Friday, July 07, 2006

On morality

With the political thunderstorms around the questions of morality or lack of it, let us consider that question for a moment. Those who would assert that morality exists only from an outside figure, such as a God, obviously have not take a very good look at what morality is. If we look at the last eight of the 10 Commandments, for instance, we get a clue, particularly when we compare them with similar rules from other religions. (I'll come back to the first two in a moment.) Jesus is reputed to have said, in essence, that morality is treating others as you would want to be treated. And in that statement, I assert, lies the birth of morality among humans.

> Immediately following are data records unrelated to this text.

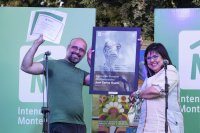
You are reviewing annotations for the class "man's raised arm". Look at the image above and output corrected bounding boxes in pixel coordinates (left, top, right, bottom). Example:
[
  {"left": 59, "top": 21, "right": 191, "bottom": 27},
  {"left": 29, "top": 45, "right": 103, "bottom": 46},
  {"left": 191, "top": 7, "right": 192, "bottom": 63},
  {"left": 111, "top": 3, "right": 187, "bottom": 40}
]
[{"left": 21, "top": 35, "right": 44, "bottom": 74}]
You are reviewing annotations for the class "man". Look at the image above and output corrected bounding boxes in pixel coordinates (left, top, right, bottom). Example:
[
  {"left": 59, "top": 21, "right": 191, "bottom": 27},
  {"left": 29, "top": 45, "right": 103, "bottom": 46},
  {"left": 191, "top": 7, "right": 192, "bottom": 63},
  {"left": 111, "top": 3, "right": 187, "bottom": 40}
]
[
  {"left": 99, "top": 42, "right": 121, "bottom": 72},
  {"left": 21, "top": 35, "right": 94, "bottom": 133}
]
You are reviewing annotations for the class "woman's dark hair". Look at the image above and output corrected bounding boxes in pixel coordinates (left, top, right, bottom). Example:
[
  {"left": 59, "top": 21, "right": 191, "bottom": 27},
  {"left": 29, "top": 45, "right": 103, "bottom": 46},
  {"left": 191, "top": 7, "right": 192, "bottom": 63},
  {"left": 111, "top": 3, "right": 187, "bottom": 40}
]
[{"left": 144, "top": 43, "right": 172, "bottom": 77}]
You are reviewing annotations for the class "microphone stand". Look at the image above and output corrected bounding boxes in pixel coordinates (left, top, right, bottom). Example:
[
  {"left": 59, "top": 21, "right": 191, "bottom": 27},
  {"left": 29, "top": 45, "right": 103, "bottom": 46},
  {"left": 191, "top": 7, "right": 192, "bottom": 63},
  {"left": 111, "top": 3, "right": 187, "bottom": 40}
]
[
  {"left": 41, "top": 54, "right": 50, "bottom": 133},
  {"left": 164, "top": 63, "right": 169, "bottom": 133}
]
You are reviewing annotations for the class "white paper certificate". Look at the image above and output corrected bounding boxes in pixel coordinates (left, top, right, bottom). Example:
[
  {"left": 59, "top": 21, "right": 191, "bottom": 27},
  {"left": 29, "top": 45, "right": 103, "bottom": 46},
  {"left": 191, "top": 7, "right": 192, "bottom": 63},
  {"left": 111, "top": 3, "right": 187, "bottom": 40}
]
[
  {"left": 33, "top": 14, "right": 63, "bottom": 41},
  {"left": 26, "top": 10, "right": 67, "bottom": 44}
]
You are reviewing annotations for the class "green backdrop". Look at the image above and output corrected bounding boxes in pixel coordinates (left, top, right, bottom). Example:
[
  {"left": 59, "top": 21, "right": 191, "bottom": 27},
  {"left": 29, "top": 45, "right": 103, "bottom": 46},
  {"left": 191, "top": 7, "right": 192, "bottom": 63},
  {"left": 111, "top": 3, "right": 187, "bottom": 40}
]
[
  {"left": 0, "top": 7, "right": 96, "bottom": 133},
  {"left": 154, "top": 8, "right": 200, "bottom": 133}
]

Humans are a gregarious people, as are most of the primates. If we look at the primates to which we are related, we see that they have various rules that organize their groups. I won't call them morals, exactly, but they do enable the group to live in relative peace. Humans descended from the same ancestors as other primates. We have, from all the paleontological findings, existed in groups of various sizes since our earliest times, unlike animals such as big cats who are solitary except when mating. To enable us to live together, we adopted a set of rules. Originally, I'm sure, they developed much like the rules of other primates: a power struggled where the strongest dominated the weakest and the weakest curried favor with the strongest (we see that in government and group action even today).

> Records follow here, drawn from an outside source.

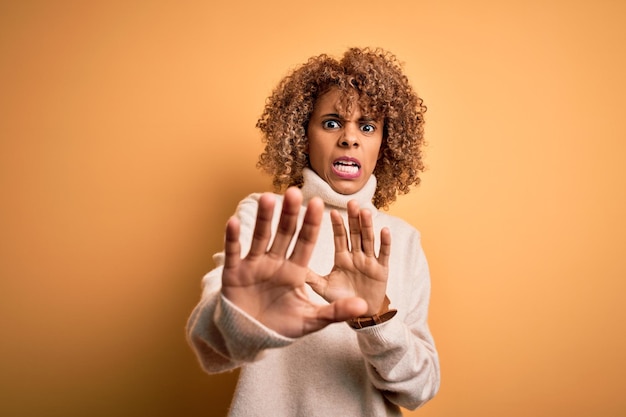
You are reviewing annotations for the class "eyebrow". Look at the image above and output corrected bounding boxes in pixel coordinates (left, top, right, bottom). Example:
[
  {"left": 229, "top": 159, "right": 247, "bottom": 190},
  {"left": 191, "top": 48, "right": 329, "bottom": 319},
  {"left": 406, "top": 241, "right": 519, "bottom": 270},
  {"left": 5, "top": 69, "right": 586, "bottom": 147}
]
[{"left": 320, "top": 113, "right": 381, "bottom": 123}]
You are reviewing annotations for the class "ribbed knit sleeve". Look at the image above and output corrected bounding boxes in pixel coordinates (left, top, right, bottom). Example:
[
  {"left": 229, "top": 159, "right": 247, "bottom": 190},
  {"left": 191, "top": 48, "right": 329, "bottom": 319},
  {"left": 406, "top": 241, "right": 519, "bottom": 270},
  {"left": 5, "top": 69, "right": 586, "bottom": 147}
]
[
  {"left": 356, "top": 237, "right": 440, "bottom": 410},
  {"left": 187, "top": 194, "right": 294, "bottom": 373}
]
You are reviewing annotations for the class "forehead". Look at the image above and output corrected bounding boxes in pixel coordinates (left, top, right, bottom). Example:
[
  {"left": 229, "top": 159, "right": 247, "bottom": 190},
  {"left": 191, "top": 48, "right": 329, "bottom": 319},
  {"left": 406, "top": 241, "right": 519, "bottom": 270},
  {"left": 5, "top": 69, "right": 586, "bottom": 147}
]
[{"left": 313, "top": 87, "right": 375, "bottom": 118}]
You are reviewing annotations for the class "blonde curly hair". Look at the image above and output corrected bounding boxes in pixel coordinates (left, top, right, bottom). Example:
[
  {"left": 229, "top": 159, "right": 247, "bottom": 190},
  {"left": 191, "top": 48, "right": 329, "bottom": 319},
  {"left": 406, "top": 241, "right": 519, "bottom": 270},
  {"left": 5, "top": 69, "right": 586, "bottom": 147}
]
[{"left": 256, "top": 48, "right": 426, "bottom": 208}]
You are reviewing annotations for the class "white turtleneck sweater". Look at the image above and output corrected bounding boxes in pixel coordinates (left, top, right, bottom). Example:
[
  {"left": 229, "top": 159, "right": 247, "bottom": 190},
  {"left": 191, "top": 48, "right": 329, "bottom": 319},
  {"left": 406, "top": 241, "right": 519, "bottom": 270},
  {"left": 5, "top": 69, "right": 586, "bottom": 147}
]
[{"left": 187, "top": 169, "right": 439, "bottom": 417}]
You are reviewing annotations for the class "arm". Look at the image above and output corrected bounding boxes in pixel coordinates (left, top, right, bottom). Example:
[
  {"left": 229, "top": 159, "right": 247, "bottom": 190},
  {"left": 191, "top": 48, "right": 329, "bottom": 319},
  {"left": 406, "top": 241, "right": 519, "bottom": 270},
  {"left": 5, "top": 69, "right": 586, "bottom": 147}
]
[
  {"left": 188, "top": 188, "right": 366, "bottom": 372},
  {"left": 309, "top": 204, "right": 439, "bottom": 409},
  {"left": 356, "top": 247, "right": 440, "bottom": 410}
]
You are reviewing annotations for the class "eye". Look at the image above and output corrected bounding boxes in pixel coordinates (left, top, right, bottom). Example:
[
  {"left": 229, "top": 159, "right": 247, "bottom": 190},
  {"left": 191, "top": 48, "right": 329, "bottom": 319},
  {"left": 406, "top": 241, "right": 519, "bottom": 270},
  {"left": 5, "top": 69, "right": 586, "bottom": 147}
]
[
  {"left": 361, "top": 123, "right": 376, "bottom": 133},
  {"left": 322, "top": 119, "right": 341, "bottom": 129}
]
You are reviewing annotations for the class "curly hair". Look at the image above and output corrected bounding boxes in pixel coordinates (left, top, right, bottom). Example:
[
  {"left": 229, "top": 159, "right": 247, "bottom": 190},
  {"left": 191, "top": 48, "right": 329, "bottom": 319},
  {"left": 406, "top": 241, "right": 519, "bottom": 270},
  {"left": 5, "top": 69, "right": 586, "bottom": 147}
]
[{"left": 256, "top": 48, "right": 426, "bottom": 209}]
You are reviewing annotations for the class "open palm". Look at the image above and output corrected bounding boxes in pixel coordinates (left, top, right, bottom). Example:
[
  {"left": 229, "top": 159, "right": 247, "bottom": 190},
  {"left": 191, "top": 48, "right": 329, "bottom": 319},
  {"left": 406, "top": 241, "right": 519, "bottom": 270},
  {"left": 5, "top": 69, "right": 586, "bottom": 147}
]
[
  {"left": 222, "top": 188, "right": 366, "bottom": 337},
  {"left": 307, "top": 201, "right": 391, "bottom": 315}
]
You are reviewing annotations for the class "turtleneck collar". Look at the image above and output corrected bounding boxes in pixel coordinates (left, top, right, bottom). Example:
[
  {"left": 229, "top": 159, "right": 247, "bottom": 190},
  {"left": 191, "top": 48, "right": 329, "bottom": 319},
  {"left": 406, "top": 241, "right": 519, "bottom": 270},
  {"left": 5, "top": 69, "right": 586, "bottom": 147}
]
[{"left": 302, "top": 168, "right": 377, "bottom": 213}]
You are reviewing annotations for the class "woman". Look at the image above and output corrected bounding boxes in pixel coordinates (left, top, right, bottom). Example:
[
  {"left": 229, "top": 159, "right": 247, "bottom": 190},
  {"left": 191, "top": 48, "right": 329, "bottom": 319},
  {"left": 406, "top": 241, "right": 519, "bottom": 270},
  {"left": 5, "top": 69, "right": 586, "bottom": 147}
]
[{"left": 188, "top": 48, "right": 439, "bottom": 416}]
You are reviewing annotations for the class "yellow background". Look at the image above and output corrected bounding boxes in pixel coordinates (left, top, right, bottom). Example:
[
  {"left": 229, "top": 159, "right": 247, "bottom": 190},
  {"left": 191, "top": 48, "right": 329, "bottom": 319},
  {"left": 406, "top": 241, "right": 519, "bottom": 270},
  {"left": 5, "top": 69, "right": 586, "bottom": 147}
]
[{"left": 0, "top": 0, "right": 626, "bottom": 417}]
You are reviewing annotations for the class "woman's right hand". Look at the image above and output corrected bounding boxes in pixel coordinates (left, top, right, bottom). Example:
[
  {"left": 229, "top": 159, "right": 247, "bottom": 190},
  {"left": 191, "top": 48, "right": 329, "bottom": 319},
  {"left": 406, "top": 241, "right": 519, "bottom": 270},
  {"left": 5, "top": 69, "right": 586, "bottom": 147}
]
[{"left": 222, "top": 187, "right": 367, "bottom": 338}]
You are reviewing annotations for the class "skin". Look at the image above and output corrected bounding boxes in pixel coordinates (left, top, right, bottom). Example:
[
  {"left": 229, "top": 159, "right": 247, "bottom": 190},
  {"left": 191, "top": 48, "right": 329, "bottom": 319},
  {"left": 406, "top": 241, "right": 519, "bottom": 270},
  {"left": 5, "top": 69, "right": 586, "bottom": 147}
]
[
  {"left": 221, "top": 90, "right": 391, "bottom": 338},
  {"left": 307, "top": 89, "right": 383, "bottom": 194}
]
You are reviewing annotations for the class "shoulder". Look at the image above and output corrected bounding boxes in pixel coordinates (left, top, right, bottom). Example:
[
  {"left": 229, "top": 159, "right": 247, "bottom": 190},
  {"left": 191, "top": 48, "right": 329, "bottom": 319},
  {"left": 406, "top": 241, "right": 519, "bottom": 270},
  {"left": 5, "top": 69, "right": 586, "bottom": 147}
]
[{"left": 374, "top": 211, "right": 420, "bottom": 241}]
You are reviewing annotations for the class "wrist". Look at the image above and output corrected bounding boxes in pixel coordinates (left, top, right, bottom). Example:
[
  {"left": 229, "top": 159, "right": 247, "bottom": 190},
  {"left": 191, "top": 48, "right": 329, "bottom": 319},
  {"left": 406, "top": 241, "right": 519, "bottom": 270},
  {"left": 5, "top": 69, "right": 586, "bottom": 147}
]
[{"left": 347, "top": 295, "right": 398, "bottom": 329}]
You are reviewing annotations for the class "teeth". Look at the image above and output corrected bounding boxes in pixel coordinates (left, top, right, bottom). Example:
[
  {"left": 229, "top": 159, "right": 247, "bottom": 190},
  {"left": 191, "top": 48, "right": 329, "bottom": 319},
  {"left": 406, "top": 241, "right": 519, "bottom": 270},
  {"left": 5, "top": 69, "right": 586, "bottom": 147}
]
[{"left": 335, "top": 161, "right": 359, "bottom": 174}]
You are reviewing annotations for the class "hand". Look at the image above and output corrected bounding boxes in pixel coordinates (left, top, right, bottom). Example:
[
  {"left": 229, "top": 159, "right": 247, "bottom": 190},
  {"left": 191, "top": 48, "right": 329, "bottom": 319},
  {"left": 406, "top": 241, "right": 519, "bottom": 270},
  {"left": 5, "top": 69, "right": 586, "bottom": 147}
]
[
  {"left": 222, "top": 187, "right": 367, "bottom": 337},
  {"left": 307, "top": 200, "right": 391, "bottom": 317}
]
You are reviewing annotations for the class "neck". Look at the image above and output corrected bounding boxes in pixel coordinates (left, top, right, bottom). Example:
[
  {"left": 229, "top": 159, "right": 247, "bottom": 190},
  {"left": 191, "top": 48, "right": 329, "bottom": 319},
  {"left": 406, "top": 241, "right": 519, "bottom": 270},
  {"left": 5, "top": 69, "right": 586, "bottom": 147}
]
[{"left": 302, "top": 168, "right": 376, "bottom": 212}]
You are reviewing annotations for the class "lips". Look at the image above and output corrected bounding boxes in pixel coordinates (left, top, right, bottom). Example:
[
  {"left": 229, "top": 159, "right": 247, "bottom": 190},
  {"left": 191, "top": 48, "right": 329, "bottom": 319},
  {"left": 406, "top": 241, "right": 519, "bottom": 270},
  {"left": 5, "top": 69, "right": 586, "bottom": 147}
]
[{"left": 333, "top": 157, "right": 361, "bottom": 178}]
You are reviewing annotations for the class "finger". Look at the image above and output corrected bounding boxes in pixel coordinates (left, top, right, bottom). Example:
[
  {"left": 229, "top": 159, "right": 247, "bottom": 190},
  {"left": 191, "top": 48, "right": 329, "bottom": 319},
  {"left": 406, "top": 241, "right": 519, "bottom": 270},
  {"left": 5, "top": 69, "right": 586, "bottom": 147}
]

Originally, humans lived in small groups where the leaders kept the members of the group in line and fought or negotiated with the leaders of other groups. The rules that deposed unsuccessful rulers were based on strength and human activity. Although the groups propitiated the spirits of the storms, the volcanoes, the falling trees, the rocks rolling down the hills and the dangerous animals, they did not worship them or believe that death and disease were necessarily tied to anything but, in some cases, the spirits that each object carried. Those spirits were not worshipped. Only when groups became much larger and settled in larger units such as towns and, later, cities, did it become necessary to develop an enforcer. I suggest that the morality of the gods arose from this need. That morality was what was necessary to enable us to live together without killing each other, to live together successfully. The first gods we see in history were often animals, such as the cat Bast and the bull. Then they developed with the heads of humans and the body of animals, or the reverse, as in Egypt, and only toward the beginning of the first millennium BCE did they become fully human. And gods became the source of morality.

I suggest that if we look long and hard at this origin of god-centered morality, we can find ways to return to the basic premise: Morality consists of those actions which enable us to live together successfully, not just those postulated by some real or imagined enforcer who follows a hard-line. Morality should be based on the real-world, not a fantasy world.